The proposed introduction of a ban on the sale of turf is not targeted at “historical arrangements where neighbours help each other out”, a local government minister has said.

The recent announcement by Minister of the Environment Eamon Ryan that the sale of turf would be banned this September has been criticised by communities across the midlands and the west of Ireland where people have depended on locally harvested turf to heat their homes for generations.

Minister of State Robert Troy says that he met with Minister Ryan days after the news about the ban broke and got a better understanding about his intentions.

“What's very, very clear is that he's not talking about regulating or banning historical arrangements where neighbours help each other out and things like that. What he's looking to target is the industrial harvesting of peat and it being sold wholesale in large towns.

"The reason for that is that in order to bring in the ban on smoky coal to improve air quality, he has to be consistent across all fossil fuels. I am working with community groups to ensure that there is a just transition over a number of years. I am working with a group in the north of the county to try and get a co-op established to enable them to cut and harvest turf for a number of years.”

While he said that people will have to wait and see what proposed regulations are brought forward by Minister Ryan in the coming weeks, Minister Troy said that from his perspective they have to be “proportionate, fair and balanced”.

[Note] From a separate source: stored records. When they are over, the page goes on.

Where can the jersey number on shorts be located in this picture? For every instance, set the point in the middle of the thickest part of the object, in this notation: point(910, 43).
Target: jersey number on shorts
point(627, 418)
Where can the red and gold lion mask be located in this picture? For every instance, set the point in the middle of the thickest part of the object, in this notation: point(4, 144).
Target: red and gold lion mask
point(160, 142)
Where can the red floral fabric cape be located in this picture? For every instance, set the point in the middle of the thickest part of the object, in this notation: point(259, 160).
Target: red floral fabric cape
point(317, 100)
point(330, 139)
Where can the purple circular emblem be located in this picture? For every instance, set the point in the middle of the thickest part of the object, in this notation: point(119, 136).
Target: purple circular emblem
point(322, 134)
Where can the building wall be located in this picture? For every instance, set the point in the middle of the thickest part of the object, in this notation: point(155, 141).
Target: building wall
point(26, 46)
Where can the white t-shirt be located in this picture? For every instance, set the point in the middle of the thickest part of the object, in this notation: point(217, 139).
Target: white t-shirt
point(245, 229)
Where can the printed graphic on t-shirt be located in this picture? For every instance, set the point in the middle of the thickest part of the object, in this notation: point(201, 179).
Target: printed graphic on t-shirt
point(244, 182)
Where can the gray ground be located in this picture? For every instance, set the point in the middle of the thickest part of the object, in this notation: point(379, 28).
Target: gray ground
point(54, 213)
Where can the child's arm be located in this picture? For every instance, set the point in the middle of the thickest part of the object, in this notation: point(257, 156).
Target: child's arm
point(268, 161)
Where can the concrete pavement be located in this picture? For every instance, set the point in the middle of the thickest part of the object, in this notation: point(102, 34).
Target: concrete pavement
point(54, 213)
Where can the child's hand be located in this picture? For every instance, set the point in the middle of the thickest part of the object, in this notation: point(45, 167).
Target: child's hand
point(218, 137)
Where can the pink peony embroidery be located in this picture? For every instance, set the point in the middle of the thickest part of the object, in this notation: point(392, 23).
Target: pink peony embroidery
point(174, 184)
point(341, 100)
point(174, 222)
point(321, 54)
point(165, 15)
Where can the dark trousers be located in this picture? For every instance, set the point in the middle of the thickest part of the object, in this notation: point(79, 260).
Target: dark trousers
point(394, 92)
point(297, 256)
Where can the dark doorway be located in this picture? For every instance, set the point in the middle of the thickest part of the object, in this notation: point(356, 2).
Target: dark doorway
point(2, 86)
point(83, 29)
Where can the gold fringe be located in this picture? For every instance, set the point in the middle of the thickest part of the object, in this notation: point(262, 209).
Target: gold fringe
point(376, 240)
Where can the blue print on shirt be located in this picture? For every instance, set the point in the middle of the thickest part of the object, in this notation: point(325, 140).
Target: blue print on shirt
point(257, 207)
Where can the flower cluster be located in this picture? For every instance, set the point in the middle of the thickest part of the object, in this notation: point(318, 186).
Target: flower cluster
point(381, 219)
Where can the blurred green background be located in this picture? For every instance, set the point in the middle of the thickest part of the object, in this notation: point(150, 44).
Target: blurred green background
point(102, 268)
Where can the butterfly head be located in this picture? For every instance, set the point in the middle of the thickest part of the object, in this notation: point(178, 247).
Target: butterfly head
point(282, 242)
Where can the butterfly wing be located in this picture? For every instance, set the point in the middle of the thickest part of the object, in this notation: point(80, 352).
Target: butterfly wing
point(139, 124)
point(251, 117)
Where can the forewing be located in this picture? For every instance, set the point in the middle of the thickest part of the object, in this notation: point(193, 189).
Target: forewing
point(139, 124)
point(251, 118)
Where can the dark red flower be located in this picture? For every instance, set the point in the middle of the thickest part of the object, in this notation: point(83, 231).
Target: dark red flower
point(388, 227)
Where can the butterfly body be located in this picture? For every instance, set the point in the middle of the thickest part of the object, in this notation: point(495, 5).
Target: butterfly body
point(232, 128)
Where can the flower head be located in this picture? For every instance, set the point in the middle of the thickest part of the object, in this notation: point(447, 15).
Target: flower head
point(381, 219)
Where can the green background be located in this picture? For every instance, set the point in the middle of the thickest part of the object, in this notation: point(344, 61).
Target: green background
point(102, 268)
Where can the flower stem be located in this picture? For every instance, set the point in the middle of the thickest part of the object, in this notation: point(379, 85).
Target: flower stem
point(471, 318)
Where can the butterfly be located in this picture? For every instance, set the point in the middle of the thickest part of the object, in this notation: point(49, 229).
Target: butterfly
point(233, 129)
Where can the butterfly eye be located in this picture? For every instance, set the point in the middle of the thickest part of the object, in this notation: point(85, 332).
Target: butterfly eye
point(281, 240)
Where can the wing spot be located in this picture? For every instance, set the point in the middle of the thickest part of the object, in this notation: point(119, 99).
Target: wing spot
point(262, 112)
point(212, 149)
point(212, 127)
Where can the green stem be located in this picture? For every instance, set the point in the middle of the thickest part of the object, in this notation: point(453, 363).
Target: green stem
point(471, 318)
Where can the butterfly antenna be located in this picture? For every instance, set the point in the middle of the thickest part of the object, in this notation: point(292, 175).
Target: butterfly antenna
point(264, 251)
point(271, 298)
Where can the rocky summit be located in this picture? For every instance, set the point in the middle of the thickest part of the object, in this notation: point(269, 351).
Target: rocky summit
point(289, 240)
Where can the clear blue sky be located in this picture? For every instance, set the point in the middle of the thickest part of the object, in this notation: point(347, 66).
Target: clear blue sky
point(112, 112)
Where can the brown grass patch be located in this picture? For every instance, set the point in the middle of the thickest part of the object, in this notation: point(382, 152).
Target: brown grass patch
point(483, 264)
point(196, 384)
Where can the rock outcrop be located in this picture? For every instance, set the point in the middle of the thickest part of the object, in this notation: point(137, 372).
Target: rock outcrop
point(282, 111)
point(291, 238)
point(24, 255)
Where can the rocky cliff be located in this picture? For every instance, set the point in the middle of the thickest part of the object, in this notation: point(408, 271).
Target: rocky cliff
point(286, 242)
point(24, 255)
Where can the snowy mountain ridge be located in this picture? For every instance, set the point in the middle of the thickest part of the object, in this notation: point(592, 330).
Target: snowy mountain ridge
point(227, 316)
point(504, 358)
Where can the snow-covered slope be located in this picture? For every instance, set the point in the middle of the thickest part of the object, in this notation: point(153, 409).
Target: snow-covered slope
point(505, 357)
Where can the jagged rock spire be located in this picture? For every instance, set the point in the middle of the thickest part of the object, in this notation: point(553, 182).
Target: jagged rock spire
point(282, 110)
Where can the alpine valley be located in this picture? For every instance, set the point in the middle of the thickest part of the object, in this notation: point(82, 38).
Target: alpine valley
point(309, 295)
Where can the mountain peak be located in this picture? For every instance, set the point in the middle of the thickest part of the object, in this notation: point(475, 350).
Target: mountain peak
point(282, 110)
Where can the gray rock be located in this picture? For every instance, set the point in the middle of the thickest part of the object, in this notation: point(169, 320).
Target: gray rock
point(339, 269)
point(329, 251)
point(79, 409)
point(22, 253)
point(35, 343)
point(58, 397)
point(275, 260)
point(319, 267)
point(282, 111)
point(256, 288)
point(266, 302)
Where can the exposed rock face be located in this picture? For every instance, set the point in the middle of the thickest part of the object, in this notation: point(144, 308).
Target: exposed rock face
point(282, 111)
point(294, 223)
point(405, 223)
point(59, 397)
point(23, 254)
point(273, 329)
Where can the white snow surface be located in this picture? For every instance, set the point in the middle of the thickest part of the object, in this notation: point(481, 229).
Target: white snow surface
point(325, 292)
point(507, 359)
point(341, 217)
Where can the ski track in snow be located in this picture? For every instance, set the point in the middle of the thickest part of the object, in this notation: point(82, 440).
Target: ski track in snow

"It has to take into account people who have long-standing practices, not just people who own their own turbary rights but there are others who may have use of turbary rights and have been harvesting turf for domestic use for decades. All of this has to be protected.

"The large scale industrial harvesting of peat to sell in urban areas, if Minister Ryan keeps it to that, that's a different story, but we have to protect people who have relied on peat for their own domestic use and for families helping out families, or for people who are harvesting on behalf of somebody, all of those practices have to be protected.

“We know that this is a practice that is being phased out and has to be phased out if we are to meet our targets on carbon emissions but it needs to be done in a phased, proportionate and balanced way.”

Minister Troy says that he has received no phone calls from constituents about the proposed ban.

“I think a far more pressing issue from the turf perspective in this region is the people up in Coolnagun, who surrendered their banks back in the 1990s to Bord na Móna to enable BNM to consolidate their holdings on the word of mouth that they would always have access to turf for their lifetimes.

“Now BNM is not allowing them to cut turf because of the fact of the High Court decision (which banned the harvesting of turf on plots larger than 30 hectares). I believe that's what needs to be addressed because if that is addressed those people wouldn't have to buy turf.”